August 9, 1998

Slowly the house is getting painted.
The painters are serious alcoholics. We dole out their pay like methadone, being careful not to pay them on a day when we want them to show up the next day.

Here's a swatch that gets the yellow, green, and cream trim together. We'll change the directions to: "look for the large glowing thing in the middle of town." This is no namby-pamby corn silk yellow; no this is lemon ice box pie salted butter no nonsense yellow.

My niece Melanie and her pal Katie are our B&B interns. We were riding bikes around the lake when this kitten walked out of the bushes and demanded to be rescued. A woman with 3 kids came along in a truck. Not someone I knew. This is so Unity. We gave her directions to our house and she put the kitty in the basement for us. Later that day we gave it to someone who had just moved and needed a cat. A new record time for a complete rescue-and-hand-off.

The kids did the "certification bike ride" today: many of you know the drill. In Acadia, ride 10 miles from the visitor center to Jordan Pond, have tea & popovers, ride 10 miles back. It was a clear sunny hot day; we could see forever from the top of Cadillac.

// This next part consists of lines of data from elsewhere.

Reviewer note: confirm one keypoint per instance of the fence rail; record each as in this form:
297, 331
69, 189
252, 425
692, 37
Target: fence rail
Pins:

I spent some time this afternoon in my best reading spot. Dappled shade and a breeze off the lake. I finished Close to the Machine by Ellen Ullmann. So many familiar experiences: the constant push to learn the next new language, to grasp emerging concepts; the job of making a human friendly tool with linear, binary logic. I am trying to find some reasons to disagree with her take on the Web:
The spreadsheet is the program that all but created the personal computer. The spreadsheet and the word processor--two tools empty of information, two little programs sitting patiently and passively for their human owners to put something interesting into them. Now, fifteen years later, the Internet browser is the program creating the the second generation of the personal computer. The browser--a click-click baby tool for searching the Web, where everything of interest already resides. It is a journey through the looking glass in the age of information: one pill makes you larger, and one pill makes you small.
Maybe I have such a good time creating content for the web, I don't realize how passive it is for users.

And finally, from an evening canoe ride, just an average sunset.